Block diagrams of the proposed classification frameworks. (a) HELICoiD algorithm with the additional KNN filter. (b) Pipeline of the mixed algorithm.

A component of the HELICoiD algorithm was isolated and referred to as spatial SVM, which uses both the spectral and the spatial components of HSI for machine learning through a combination of PCA+SVM+KNN. This spectral–spatial implementation of SVM is performed with and without the additional preprocessing pipeline to be used as a surrogate for direct comparison to the CNN with and without preprocessing. Furthermore, a pipeline that combines the CNN architecture with the entire HELICoiD algorithm was proposed. In this case, the spatial–spectral stage of HELICoiD (PCA+SVM+KNN) is replaced by the CNN architecture trained with the preprocessed data [Fig. 4(b)]. Both HELICoiD and CNN+HELICoiD algorithms use the preprocessed HS data as input.

In summary, we present six algorithms for investigation of HSI machine learning: the CNN (with and without preprocessing), the spatial SVM (with and without preprocessing), the HELICoiD algorithm, and finally the CNN+HELICoiD algorithm. These six machine learning algorithms were tested first on the group of experiments using the binary ground-truth masks that exclude specular glare, and again the experiments were performed with the binary ground-truth masks that include specular glare. The six algorithms were compared using box plot distributions of the values and median AUC with 95% CIs, and, a paired, one-tailed t-test on the classification results was used to determine statistical differences with a 0.05 threshold for significance. The quantitative classification results of seven patients are reported in Table 1, obtained by using leave-one-patient-out cross validation. In addition, like the CNN method, the saved, trained models from these patients were used to classify five tissue specimens that were imaged with HSI and underwent serial histological sectioning for cancer margin variability evaluation. The probabilities of all models were averaged per patient to obtain qualitative probability heat maps, scaled from 0 to 1, where 0 represents normal class and 1 represents high probability that the tissue belongs in the cancer class.

Table 1.

Results of interpatient cross validation of SCC versus normal, obtained using the leave-one-patient-out method. Average AUCs are reported with bootstrapped 95% CI.

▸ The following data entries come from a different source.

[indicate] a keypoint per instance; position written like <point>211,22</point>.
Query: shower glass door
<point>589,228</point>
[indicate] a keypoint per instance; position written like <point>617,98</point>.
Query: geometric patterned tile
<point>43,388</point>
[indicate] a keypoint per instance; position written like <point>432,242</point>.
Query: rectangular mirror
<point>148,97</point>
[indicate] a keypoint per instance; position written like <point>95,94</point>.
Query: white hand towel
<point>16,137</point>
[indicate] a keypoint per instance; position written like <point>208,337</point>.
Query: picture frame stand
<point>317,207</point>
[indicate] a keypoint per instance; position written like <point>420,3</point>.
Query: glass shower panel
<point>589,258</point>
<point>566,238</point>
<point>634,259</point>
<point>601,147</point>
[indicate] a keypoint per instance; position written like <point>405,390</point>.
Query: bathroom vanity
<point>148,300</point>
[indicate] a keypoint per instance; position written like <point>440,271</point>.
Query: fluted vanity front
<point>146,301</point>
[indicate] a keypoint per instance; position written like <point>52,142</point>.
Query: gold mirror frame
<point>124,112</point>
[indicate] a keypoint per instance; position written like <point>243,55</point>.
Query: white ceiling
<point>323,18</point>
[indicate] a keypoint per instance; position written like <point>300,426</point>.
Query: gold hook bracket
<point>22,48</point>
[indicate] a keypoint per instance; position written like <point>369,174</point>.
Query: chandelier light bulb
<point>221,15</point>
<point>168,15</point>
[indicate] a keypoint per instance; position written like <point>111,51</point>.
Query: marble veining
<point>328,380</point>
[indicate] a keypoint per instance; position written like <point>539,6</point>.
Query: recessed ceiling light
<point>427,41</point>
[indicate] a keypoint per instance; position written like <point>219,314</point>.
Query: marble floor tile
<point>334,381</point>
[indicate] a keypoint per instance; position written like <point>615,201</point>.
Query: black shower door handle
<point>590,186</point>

Ground truth Classifier Average AUC [95% CI]
Excluding glare Spatial SVM 0.71 [0.68, 0.74]
CNN 0.86 [0.82, 0.89]
Spatial SVM (preprocessed HSI) 0.82 [0.80, 0.84]
CNN (preprocessed HSI) 0.84 [0.81, 0.86]
HELICoiD (preprocessed HSI) 0.82 [0.79, 0.84]
CNN + HELICoiD (preprocessed HSI) 0.82 [0.79, 0.85]
Including glare Spatial SVM 0.69 [0.67, 0.71]
CNN 0.73 [0.71, 0.76]
Spatial SVM (preprocessed HSI) 0.76 [0.74, 0.77]
CNN (preprocessed HSI) 0.78 [0.76, 0.81]
HELICoiD (preprocessed HSI) 0.79 [0.77, 0.81]
CNN + HELICoiD (preprocessed HSI) 0.81 [0.80, 0.83]

3. Results

Quantitative results from the leave-one-patient-out cross validation, using both the ground-truth regions that include glare pixels and the subsampled masks that include only ideal quality regions that exclude glare, show that the CNN-based classifier group outperformed the SVM-based classifier group using the average AUC of the ROC, as shown in Table 1 and Fig. 5. The results are reported using sevenfold cross validation to validate on all seven patients.

Fig. 5.

Fig. 5

Results of interpatient cross validation of SCC versus normal, obtained using the leave-one-patient-out method. Top: average AUCs reported with 95% CI. Bottom: box plots with the range in black, 75th and 25th percentile in blue, and median in red.

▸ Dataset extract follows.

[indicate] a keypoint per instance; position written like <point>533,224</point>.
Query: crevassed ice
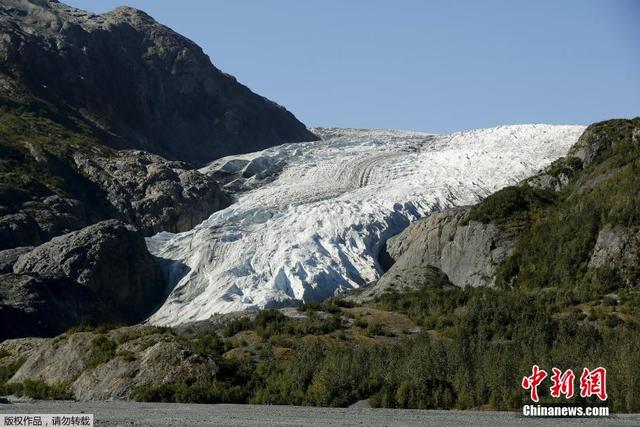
<point>316,226</point>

When classification is performed on only ideal quality pixels (obtained from the subsampled mask, see Fig. 1), the results indicate that additional preprocessing of the spectral signature and addition of the HELICoiD method and KNN filtering do not significantly improve the results compared to only using the CNN [see Fig. 5(a)]. The average AUCs for the CNN groups are 0.86, 0.84, and 0.82 for the CNN, CNN with preprocessed input data, and CNN+HELICoiD method, respectively. The average AUCs for the SVM-based groups are 0.71, 0.82, and 0.82 for the spatial SVM without and with preprocessed input data, and HELICoiD method, respectively. The 95% CIs overlap for all groups except for spatial SVM, as shown in Table 1. In addition, all methods have a similar interquartile range and median distribution (see Fig. 5).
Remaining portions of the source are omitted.